Hoofdpunten uit het advies
Toetsingsadvies
De Commissieheeft tijdens de toetsing aan de wettelijke inhoudseisen tekortkomingen geconstateerd in het MER en de daarbij behorende Passende beoordeling:
- In het MER en de Passende beoordeling is niet uitgegaan van de ontwikkelingen met aanzienlijke milieugevolgen die het ontwerp bestemmingsplan buitengebied maximaal mogelijk maakt (de zogenaamde worst case situatie).
- De referentiesituatie in het MER is onvoldoende onderbouwd.
- In de Passende beoordeling zijn de effecten op de Natura 2000-gebieden niet vergeleken met de huidige feitelijke situatie.
De gemeente heeft naar aanleiding daarvan een aanvulling op het MER gemaakt. De Commissie is van oordeel dat het MER en de aanvulling daarop voldoende informatie bevatten voor het volwaardig meewegen van het milieubelang bij de besluitvorming over het bestemmingsplan. Uit de aanvulling blijkt onder andere dat aantasting van de natuurlijke kenmerken van de omringende Natura 2000-gebieden als gevolg van de mogelijkheden die het bestemmingsplan biedt niet kan worden uitgesloten.
Richtlijnenadvies
De Commissie adviseert in het MER in ieder geval de volgende punten te beschrijven:
- Een duidelijke beschrijving van de relevante onderdelen van het bestemmingsplan op basis van de maximale ruimte die het bestemmingsplan zal bieden.
- Een onderbouwing van de totstandkoming van alternatieven en een beschrijving van de gehanteerde referentiesituaties (huidige situatie en autonome ontwikkelingen).

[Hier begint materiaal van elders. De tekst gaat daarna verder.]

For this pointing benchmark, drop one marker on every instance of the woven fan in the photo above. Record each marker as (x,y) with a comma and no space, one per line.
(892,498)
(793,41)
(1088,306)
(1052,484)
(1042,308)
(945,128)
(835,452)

- De bijdrage van het voornemen aan de ontwikkeling van natuur en landschap en de cultuurhistorische waarden en de mogelijke positieve en negatieve effecten daarop.
- De ‘milieugebruiksruimte’ in het plangebied, die met name bepaald wordt door natuur (vermestende en verzurende stoffen), geur, landschap en cultuurhistorie (waaronder archeologie).
- De maximaal mogelijke effecten van het voornemen op natuur, door met name depositie van verzurende/vermestende stoffen op de Natura 2000-gebieden, beschermde natuurmonumenten en de Groene Hoofdstructuur.
- Een publieksvriendelijke en zelfstandig leesbare samenvatting, met voldoende onderbouwend kaartmateriaal.